Date on Honors Thesis




Examining Committee Member

Amanda Davis, PhD, Advisor

Examining Committee Member

Shea Porr, PhD, Committee Member

Examining Committee Member

Michelle Santiago, PhD, Committee Member


The objective of this study was to evaluate performance and cost effectiveness of two feeding strategies for market steers fed in confinement. Thirty-six Angus based crossbred steers, belonging to a private producer, were used in this study. Steers were randomly allocated to one of two treatment feeding methods based on initial BW (305.8 ± 7.5 kg) and BCS (4.6).
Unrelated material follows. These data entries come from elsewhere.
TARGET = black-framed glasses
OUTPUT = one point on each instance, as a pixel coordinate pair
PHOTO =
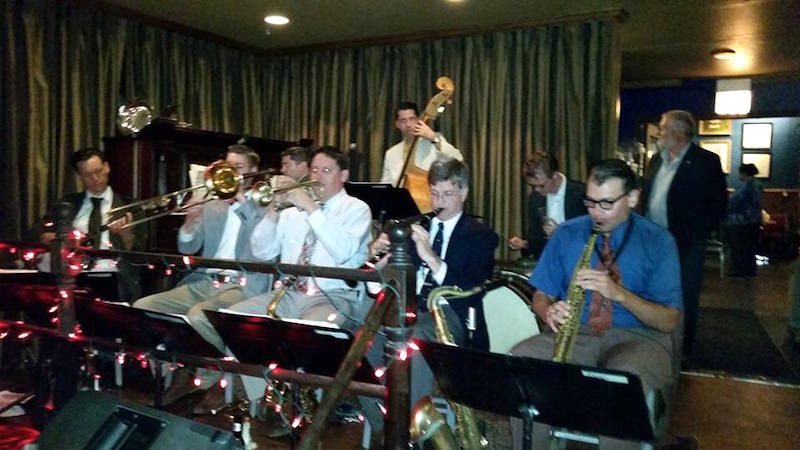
(605, 203)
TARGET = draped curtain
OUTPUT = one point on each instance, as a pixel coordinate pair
(69, 67)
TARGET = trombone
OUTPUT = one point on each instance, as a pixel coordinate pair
(264, 192)
(222, 180)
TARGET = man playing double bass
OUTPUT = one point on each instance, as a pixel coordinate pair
(430, 146)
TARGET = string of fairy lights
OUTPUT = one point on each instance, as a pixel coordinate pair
(25, 256)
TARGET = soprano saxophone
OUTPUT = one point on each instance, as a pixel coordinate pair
(576, 298)
(467, 426)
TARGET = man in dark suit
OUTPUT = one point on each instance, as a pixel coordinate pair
(461, 254)
(685, 191)
(91, 166)
(555, 198)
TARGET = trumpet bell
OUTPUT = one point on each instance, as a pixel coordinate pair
(223, 179)
(262, 193)
(131, 119)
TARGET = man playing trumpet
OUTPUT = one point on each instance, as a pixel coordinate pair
(632, 301)
(332, 230)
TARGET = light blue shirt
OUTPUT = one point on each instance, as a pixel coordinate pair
(657, 203)
(648, 264)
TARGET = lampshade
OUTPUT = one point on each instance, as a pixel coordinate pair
(734, 97)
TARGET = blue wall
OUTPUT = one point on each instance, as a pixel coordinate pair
(774, 102)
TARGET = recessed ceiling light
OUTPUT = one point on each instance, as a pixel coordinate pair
(723, 53)
(276, 20)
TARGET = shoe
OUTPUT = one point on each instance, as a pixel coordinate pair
(212, 403)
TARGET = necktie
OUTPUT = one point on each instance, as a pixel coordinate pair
(95, 221)
(601, 308)
(427, 285)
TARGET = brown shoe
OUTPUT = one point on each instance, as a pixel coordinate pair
(212, 403)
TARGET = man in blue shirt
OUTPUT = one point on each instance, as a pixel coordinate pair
(633, 292)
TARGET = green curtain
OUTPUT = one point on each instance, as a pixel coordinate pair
(69, 68)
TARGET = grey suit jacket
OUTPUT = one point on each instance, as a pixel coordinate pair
(208, 235)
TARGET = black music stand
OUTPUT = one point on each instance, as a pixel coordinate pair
(384, 200)
(260, 340)
(140, 328)
(578, 398)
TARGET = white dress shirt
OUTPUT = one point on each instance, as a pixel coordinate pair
(447, 231)
(555, 201)
(425, 155)
(342, 229)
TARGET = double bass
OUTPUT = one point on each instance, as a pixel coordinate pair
(412, 177)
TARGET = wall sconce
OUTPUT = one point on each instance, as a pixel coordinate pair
(734, 97)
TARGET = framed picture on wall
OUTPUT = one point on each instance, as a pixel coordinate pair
(762, 161)
(716, 127)
(722, 147)
(756, 136)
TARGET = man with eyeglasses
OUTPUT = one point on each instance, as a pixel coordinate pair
(430, 146)
(220, 229)
(456, 250)
(555, 198)
(89, 216)
(685, 191)
(633, 293)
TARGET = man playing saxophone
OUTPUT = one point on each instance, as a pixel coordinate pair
(629, 293)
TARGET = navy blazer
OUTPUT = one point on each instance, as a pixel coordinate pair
(573, 207)
(470, 262)
(697, 197)
(129, 288)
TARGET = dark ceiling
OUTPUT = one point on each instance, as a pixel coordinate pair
(660, 40)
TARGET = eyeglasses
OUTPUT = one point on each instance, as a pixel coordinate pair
(96, 173)
(324, 170)
(443, 195)
(606, 204)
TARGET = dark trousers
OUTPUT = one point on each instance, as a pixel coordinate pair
(692, 259)
(743, 240)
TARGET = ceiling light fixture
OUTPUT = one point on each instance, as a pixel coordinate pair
(276, 20)
(723, 53)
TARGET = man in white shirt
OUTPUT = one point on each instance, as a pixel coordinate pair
(333, 231)
(221, 228)
(554, 199)
(89, 209)
(430, 145)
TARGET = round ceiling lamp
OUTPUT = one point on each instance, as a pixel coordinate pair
(723, 53)
(276, 20)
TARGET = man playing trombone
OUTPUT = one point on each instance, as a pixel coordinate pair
(89, 216)
(221, 229)
(332, 230)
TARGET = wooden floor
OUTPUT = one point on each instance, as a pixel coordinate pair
(719, 411)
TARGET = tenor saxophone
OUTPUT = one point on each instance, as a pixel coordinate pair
(466, 425)
(576, 298)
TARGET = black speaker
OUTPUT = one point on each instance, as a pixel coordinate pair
(96, 421)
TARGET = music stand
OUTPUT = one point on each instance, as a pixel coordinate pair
(384, 200)
(141, 328)
(260, 340)
(578, 398)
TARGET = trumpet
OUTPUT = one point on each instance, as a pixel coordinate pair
(264, 192)
(222, 180)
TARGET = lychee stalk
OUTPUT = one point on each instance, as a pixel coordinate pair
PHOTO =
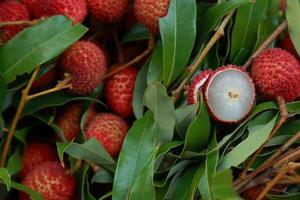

Steers in the first treatment group were fed once per day using a hand-fed ration (DHF; n = 18) while steers in the second group were fed using a self-feeder (SF; n = 18) ration with a Cargill Limiter. Body weight was recorded and average daily gain calculated at d 33, 62, and 92. Body condition score was recorded on d 24, 59, and 90. Feed, labor, hay and mineral intake, and bedding requirements were compared for each treatment to compare costs associated with feeding. Upon completion of the study steers were sold at market price and overall profit evaluated. Statistical analysis was performed using the Mixed procedure of SAS to determine effects of feeding method on performance variables including BW, BCS, and ADG. Overall ADG was greater for SF steers (SF = 3.55 versus DHF = 3.08; P = 0.01) throughout the study except for d 62-92 where ADG was similar between treatments (SF = 3.09 versus DHF = 3.31; P = 0.35). Body weight was similar throughout the study except on d 62, where BW tended to favor SF steers (412.0 versus 389.2 kg; P = 0.09). Average BCS was similar throughout the study except on d 59, SF steers had a higher BCS compared to DHF steers (SF = 5.6 versus DHF = 5.4; P = 0.04). Data suggests that the use of a self-feeder may have affected the ADG and BCS of feeder steers in confinement. Partial budgeting analysis suggested that, daily hand-fed cattle were associated with greater labor requirement, and hay and mineral intake. However, overall, DHF steers were more economical to feed due to increased feed cost for SF steers. More data is needed to evaluate the effectiveness of self-limiters used in beef confinement operations.